Principle:Kornia Kornia Augmentation Pipeline
| Knowledge Sources | |
|---|---|
| Domains | Vision, Augmentation, Deep_Learning |
| Last Updated | 2026-02-09 15:00 GMT |
Overview
Technique of composing multiple augmentation transforms into a single sequential pipeline that jointly transforms images and associated annotations.
Description
Augmentation pipelines chain individual transforms into a coherent sequence. The pipeline applies transforms sequentially, tracking transformation matrices for invertibility.
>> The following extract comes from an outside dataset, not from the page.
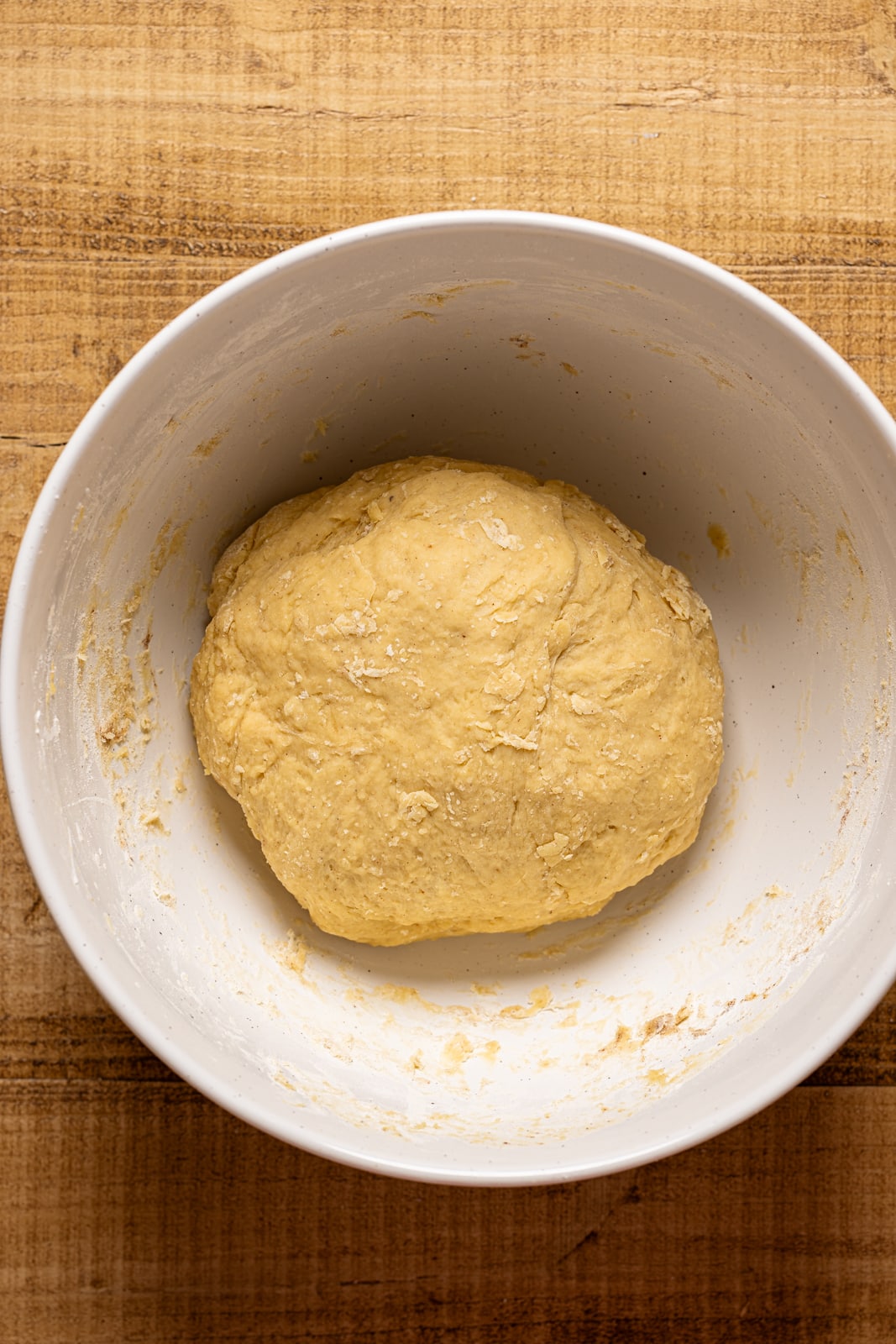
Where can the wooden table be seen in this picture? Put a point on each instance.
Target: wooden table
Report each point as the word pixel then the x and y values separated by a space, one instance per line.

Crucially, the pipeline can jointly transform multiple data types (images, masks, bounding boxes, keypoints) using the same random parameters, maintaining spatial consistency. This ensures:
- Segmentation masks align with augmented images after geometric transforms
- Bounding boxes remain valid and correctly positioned after spatial augmentation
- Keypoints are transformed consistently with the image they annotate
Without a unified pipeline, applying transforms independently to images and annotations would produce misaligned data, corrupting the training signal.
Usage
Use when building training pipelines that require consistent augmentation across images and their annotations (masks, boxes, keypoints). Preferred over applying transforms individually, which risks spatial inconsistency between data types.
Theoretical Basis
Given transforms T_1, T_2, ..., T_n, the pipeline computes:
# Sequential transform application
output = T_n(... T_2(T_1(x)) ...)
For associated data d with data key k, the same parameters are applied:
# Consistent transform across data types
x_aug = T_i(x) # image transform
d_aug = T_i(d, key=k) # annotation transform with same params
The composed transformation matrix M = T_n * ... * T_2 * T_1 enables inverse mapping:
# Inverse transform via composed matrix
x_original_approx = M_inverse @ x_augmented
This invertibility is essential for mapping predictions made on augmented images back to the original coordinate space (e.g., test-time augmentation with prediction averaging).